Sediment fluxes dominate glacial-interglacial changes in ocean carbon inventory: results from factorial simulations over the past 780 000 years

Abstract

Atmospheric CO2 concentrations varied over ice age cycles due to net exchange fluxes of carbon between land, ocean, marine sediments, lithosphere, and the atmosphere. Marine sediments and polar ice cores archived indirect biogeochemical evidence of these carbon transfers, which resulted from poorly understood responses of the various carbon reservoirs to climate forcing. Modelling studies demonstrated the potential of several physical and biogeochemical processes to impact atmospheric CO2 under steady-state glacial conditions. However, it remains unclear how much these processes affected carbon cycling during transient changes of repeated glacial cycles and what role the burial and release of sedimentary organic and inorganic carbon and nutrients played. Addressing this knowledge gap, we produced a simulation ensemble with various idealised physical and biogeochemical carbon cycle forcings over the repeated glacial inceptions and terminations of the last 780 kyr with the Bern3D Earth system model of intermediate complexity, which includes dynamic marine sediments. The long simulations demonstrate that initiating transient glacial simulations with an interglacial geologic carbon cycle balance causes isotopic drifts that require several hundreds of thousands of years to overcome. These model drifts need to be considered when designing spin-up strategies for model experiments.
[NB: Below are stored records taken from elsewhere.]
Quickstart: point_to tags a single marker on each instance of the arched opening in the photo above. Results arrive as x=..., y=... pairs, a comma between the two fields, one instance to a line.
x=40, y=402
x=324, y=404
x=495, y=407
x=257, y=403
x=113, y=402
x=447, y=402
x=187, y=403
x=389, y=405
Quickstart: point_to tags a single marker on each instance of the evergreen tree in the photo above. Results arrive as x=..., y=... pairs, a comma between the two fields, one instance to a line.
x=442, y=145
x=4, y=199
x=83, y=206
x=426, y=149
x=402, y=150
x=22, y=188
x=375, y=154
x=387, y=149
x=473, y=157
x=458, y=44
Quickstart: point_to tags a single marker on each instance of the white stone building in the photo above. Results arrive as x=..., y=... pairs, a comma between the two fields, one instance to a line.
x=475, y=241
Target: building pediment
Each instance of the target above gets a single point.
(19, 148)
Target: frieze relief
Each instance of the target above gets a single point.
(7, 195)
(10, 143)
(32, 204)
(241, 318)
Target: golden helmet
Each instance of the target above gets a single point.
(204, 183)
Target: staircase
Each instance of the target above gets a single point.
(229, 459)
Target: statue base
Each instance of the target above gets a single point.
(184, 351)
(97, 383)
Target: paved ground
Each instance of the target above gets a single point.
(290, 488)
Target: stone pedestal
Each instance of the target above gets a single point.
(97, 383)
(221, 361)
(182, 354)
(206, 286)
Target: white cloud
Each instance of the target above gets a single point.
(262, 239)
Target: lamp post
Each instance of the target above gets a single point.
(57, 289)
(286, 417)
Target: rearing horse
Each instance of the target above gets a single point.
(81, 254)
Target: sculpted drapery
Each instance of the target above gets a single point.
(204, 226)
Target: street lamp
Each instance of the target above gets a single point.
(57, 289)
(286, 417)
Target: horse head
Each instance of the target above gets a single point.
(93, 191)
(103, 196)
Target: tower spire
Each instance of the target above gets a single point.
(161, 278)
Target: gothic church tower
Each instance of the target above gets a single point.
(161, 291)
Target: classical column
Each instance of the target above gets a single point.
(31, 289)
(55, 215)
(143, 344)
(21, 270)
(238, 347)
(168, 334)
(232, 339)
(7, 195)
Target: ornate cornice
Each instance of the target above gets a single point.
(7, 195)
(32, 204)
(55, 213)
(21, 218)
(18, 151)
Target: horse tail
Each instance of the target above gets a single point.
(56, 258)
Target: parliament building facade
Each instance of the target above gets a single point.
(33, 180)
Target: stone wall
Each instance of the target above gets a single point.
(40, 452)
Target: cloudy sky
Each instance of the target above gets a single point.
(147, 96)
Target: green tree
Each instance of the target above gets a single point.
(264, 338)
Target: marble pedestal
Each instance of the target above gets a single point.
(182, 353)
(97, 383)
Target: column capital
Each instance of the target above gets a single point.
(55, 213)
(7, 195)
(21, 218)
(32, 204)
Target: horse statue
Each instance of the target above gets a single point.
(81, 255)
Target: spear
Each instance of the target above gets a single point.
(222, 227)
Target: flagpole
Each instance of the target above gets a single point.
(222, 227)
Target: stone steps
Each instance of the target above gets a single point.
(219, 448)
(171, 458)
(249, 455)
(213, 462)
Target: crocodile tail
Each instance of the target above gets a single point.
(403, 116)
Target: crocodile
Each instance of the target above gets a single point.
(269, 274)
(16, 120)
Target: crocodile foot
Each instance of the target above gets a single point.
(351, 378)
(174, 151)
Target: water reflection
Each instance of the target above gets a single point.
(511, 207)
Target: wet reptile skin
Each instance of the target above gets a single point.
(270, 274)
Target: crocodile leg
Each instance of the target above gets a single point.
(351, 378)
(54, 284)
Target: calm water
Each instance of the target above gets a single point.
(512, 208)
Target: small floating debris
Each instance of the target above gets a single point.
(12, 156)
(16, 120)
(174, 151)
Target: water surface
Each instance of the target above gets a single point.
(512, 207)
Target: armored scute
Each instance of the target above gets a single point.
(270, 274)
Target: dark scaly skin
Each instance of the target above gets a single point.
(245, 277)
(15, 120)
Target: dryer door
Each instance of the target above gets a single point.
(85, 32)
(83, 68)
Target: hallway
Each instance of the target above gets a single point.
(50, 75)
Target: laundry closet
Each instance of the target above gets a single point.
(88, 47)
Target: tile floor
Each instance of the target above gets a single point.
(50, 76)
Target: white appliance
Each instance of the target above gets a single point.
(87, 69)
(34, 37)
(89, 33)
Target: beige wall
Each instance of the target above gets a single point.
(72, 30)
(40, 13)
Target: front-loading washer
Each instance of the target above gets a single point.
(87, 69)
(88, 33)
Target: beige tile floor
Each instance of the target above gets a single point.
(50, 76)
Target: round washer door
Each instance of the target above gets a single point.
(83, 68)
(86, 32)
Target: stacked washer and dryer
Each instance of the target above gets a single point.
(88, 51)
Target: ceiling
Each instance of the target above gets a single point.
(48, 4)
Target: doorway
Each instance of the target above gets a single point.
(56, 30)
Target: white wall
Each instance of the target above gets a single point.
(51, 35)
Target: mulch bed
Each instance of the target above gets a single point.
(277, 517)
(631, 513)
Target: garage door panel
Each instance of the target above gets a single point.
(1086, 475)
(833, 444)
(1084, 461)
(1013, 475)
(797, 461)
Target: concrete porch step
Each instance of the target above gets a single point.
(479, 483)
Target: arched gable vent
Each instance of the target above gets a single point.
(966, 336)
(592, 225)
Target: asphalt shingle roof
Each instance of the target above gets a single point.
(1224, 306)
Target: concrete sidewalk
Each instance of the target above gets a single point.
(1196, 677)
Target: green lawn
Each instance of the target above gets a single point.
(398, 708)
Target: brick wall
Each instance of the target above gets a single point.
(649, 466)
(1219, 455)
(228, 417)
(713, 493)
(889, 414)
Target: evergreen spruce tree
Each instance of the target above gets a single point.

Beyond this, our simulation ensemble allows us to gain a process-based understanding of the transient carbon fluxes resulting from the forcings and the associated isotopic shifts that could serve as proxy data. We present results of the simulated Earth system dynamics in the non-equilibrium glacial cycles and a comparison with multiple proxy time series. From this we draw several conclusions. In our simulations, the forcings cause sedimentary perturbations that have large effects on marine and atmospheric carbon storage and carbon isotopes. Dissolved inorganic carbon (DIC) changes differ by a factor of up to 28 between simulations with and without interactive sediments, while CO2 changes in the atmosphere are up to 4 times larger when interactive sediments are simulated. The relationship between simulated DIC (-1800-1400 GtC) and atmospheric CO2 change (-170-190 GtC) over the last deglaciation is strongly setup-dependent, highlighting the need for considering multiple carbon reservoirs and multi-proxy analyses to more robustly quantify global carbon cycle changes during glacial cycles.